You can substitute Afghanistan, Somalia, or Yemen for Pakistan — in all those places the U.S. is heavily reliant on local or government sources and the eyes and ears of satellites to make judgments about what is going on and who is doing what to whom. One official quipped that three men doing exercises in Pakistan who are observed by a satellite will inevitably be judged terrorists at a training camp by CIA and executed by drone. Obama’s White House situation room has even broken down its targets into categories: a personality strike seeks to kill a known individual, a signature strike hits a group that is suspected of terrorist activity, and a terrorist attack disruption strike, or TAD, targets people who have not actually been identified but who fit a profile. To be accused of being a terrorist based on that kind of evidence, coupled to such bureaucratic nonsense, is a travesty, particularly since the United States government has a politically driven predisposition to ignore any presumption of innocence so it can go out and kill people to convince the public that we are being protected.
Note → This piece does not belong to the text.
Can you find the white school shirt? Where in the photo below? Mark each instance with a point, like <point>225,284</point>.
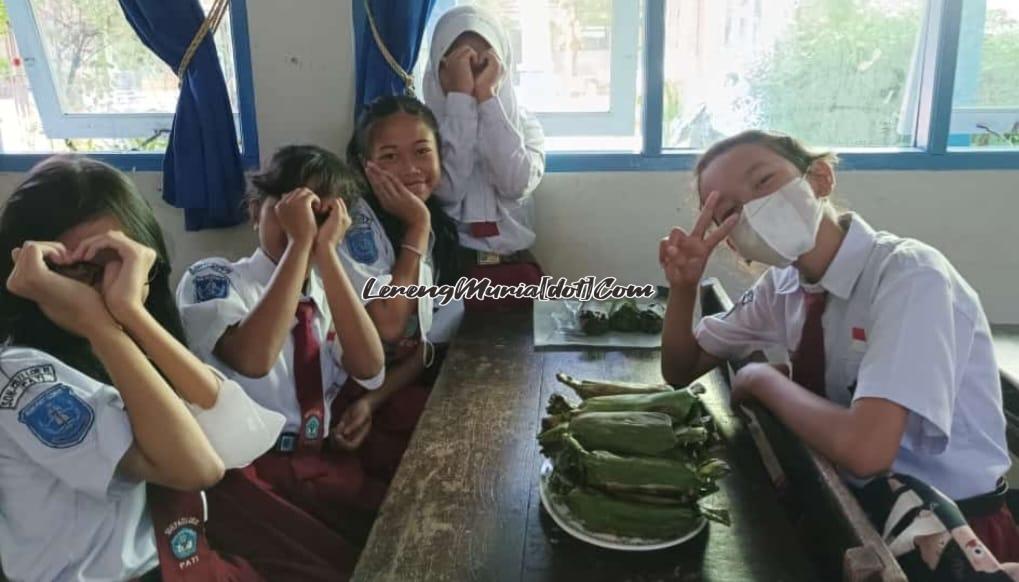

So “do not send to ask for whom the bell tolls,” it is ringing for all of us. In the past 11 years we have fallen into an abyss. That the New York Times can write a basically laudatory article explaining how the president of the United States meets weekly to draw up a list of people to be killed without producing an immediate demand for impeachment from Congress, the media, and the public boggles the mind. What kind of monsters have we become and how much worse can it get? Perhaps President Mitt Romney will provide an answer to that, as he has promised to lead us into new wars, with even more bloated defense budgets, all inspired by a heavy dose of good old American exceptionalism.
Philip Giraldi, a former CIA officer, is executive director of the Council for the National Interest.